I am trying to decide between a Power Clear 721, SnowMaster 724, and Power Max 824.

I think the 721 will handle 80% of the storms very well and I can probably manage the other 20%. I also like that the SS blowers clean to the concrete. But, having a 2-stage sure is nice for the big storms and EOD. 

What am I losing if I go with a 2-stage?
Is the SnowMaster even worth considering?


----------



## RIT333 (Feb 6, 2014)

With a concrete driveway, I would go with the 2-stage PM 824. and have something that will work for 100% of your needs. It will cost a little more, but you will be happier for a lot longer.


----------



## paulm12 (May 22, 2015)

Many on this forum have both a SS and a 2-stage machine. I do, and I use the SS when I can, and also to clean up the driveway closer to the asphalt. But I need the 2-stage units for EOD and larger storms in general.
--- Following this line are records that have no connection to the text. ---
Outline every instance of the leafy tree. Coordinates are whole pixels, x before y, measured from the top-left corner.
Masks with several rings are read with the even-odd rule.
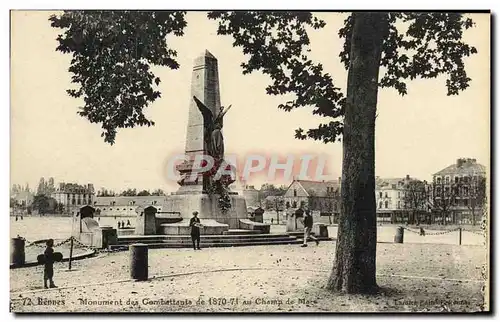
[[[265,200],[268,196],[283,196],[285,192],[285,186],[276,187],[273,184],[264,183],[262,187],[260,187],[259,198]]]
[[[38,188],[36,189],[37,195],[44,195],[46,191],[46,186],[45,186],[45,179],[43,177],[40,178],[40,181],[38,182]]]
[[[406,80],[446,75],[448,95],[469,86],[463,58],[476,52],[461,41],[471,19],[456,13],[369,13],[348,15],[339,36],[340,60],[348,70],[347,95],[307,56],[309,29],[325,23],[305,12],[212,12],[218,33],[249,57],[243,73],[260,70],[272,84],[268,94],[295,94],[279,108],[311,107],[328,123],[296,130],[299,139],[325,143],[343,137],[342,208],[335,264],[328,288],[348,293],[377,290],[375,205],[375,118],[379,87],[407,94]],[[402,23],[402,24],[398,24]],[[407,25],[406,31],[397,26]],[[343,121],[342,118],[343,117]]]
[[[392,87],[405,95],[407,80],[439,75],[447,77],[448,95],[467,88],[470,78],[463,58],[476,49],[461,38],[473,26],[472,20],[446,12],[347,14],[339,30],[344,42],[339,57],[348,70],[344,95],[322,64],[308,58],[308,33],[325,26],[311,13],[210,12],[208,18],[216,19],[217,32],[232,36],[233,46],[241,47],[248,57],[241,65],[243,74],[261,71],[269,75],[269,95],[295,95],[279,108],[307,107],[325,118],[317,128],[297,129],[297,138],[329,143],[343,137],[341,218],[328,288],[349,293],[376,290],[378,88]],[[69,94],[84,96],[80,114],[102,123],[105,141],[114,142],[117,128],[151,124],[142,108],[159,93],[151,88],[157,78],[147,70],[149,64],[177,68],[172,58],[175,52],[167,49],[165,36],[182,35],[184,12],[65,12],[51,21],[66,30],[58,38],[58,50],[73,54],[70,71],[73,82],[81,85]],[[136,46],[143,49],[134,55]]]
[[[9,202],[9,207],[10,208],[17,208],[18,206],[19,206],[19,204],[17,203],[17,200],[11,197],[10,202]]]
[[[152,196],[164,196],[165,192],[162,189],[156,189],[151,193]]]
[[[486,204],[486,178],[483,176],[466,177],[466,183],[462,187],[462,194],[466,206],[472,214],[472,225],[476,224],[478,210],[484,210]]]
[[[147,190],[139,191],[139,193],[137,195],[138,196],[151,196],[151,194]]]
[[[32,203],[32,209],[33,210],[38,210],[38,213],[40,215],[44,215],[49,212],[49,207],[50,207],[50,202],[49,202],[49,197],[47,197],[44,194],[37,194],[35,198],[33,199]]]
[[[151,126],[143,109],[160,97],[153,88],[160,79],[150,65],[179,68],[177,52],[165,37],[183,35],[182,11],[65,11],[50,17],[58,51],[73,57],[69,71],[76,89],[70,96],[82,98],[78,112],[91,123],[100,123],[105,142],[115,142],[118,128]]]
[[[418,213],[426,210],[428,203],[426,183],[412,179],[406,183],[403,193],[403,207],[411,213],[410,223],[416,221],[418,224],[420,222]]]
[[[125,191],[123,191],[120,196],[129,196],[129,197],[134,197],[134,196],[137,196],[137,190],[134,188],[134,189],[127,189]]]
[[[432,210],[441,215],[441,223],[445,225],[446,218],[451,217],[457,205],[457,198],[460,197],[460,184],[435,180],[429,193]]]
You can pick up used SS machines pretty cheap, they are usually simple to fix if you are at all mechanically inclined. 
.


----------



## creeve4 (Dec 16, 2015)

RIT333 said:


> With a concrete driveway, I would go with the 2-stage PM 824. and have something that will work for 100% of your needs. It will cost a little more, but you will be happier for a lot longer.


How well does the PM clean down to the concrete? I know probably not as well as a SS. How will it do with light (2-4") snow?
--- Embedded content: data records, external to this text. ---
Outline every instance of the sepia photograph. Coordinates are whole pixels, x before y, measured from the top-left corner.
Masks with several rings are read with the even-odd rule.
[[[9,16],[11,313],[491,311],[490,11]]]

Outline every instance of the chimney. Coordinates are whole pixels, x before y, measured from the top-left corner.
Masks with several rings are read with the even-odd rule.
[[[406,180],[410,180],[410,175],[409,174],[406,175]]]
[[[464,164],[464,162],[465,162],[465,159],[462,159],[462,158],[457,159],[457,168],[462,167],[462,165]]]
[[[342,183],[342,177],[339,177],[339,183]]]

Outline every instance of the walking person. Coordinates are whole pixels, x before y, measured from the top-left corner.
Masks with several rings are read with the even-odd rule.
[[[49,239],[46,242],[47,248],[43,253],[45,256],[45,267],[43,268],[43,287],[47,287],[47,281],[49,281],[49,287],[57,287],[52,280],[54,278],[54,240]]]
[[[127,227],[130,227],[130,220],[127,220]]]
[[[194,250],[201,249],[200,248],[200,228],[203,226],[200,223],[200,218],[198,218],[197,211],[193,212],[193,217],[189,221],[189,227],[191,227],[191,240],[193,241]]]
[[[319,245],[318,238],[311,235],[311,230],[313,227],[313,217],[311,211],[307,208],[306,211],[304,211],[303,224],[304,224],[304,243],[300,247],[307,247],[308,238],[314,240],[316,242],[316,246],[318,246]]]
I have a '78 524, that cleans down to the concrete well enough, but the auger gear is worn and I could use more power.


----------



## creeve4 (Dec 16, 2015)

paulm12 said:


> Many on this forum have both a SS and a 2-stage machine. I do, and I use the SS when I can, and also to clean up the driveway closer to the asphalt. But I need the 2-stage units for EOD and larger storms in general. You can pick up used SS machines pretty cheap, they are usually simple to fix if you are at all mechanically inclined.
> .


I would like to have both, but do not have room to store them.


----------



## detdrbuzzard (Jan 20, 2012)

I mostly use one of my toro 521's or the toro 2450. I've had the 2450 longer than any other snowblower in my stable and it has been used in any and all snow conditions but for deep heavy snow it is slow going but it will get the job done. my 521's are set up to leave about 1/4 inch of snow on the ground, its much easier to use in deep heavy snow and with the impeller kit wet snow is no problem either


----------



## creeve4 (Dec 16, 2015)

I am leaning toward the SnowMaster. It should nearly as good as a SS, but can handle the few bigger storms I get each year. I plan to check it out more when the local dealer has them setup.


----------



## barney (Nov 21, 2017)

I like everything about that new model PowerMax 824 and wish it had been available when I bought my 826. I only really need 24 inches and the new model has the bigger wheels and I think the Quikstick has been beefed up though the older model seems beefy enough and I have yet to run out of traction on the smaller wheels.


----------



## creeve4 (Dec 16, 2015)

I picked up the Snowmaster 724 QXE today. Now I'm just waiting for the snow to come :blowerhug::icon-bow::icon-bow:


----------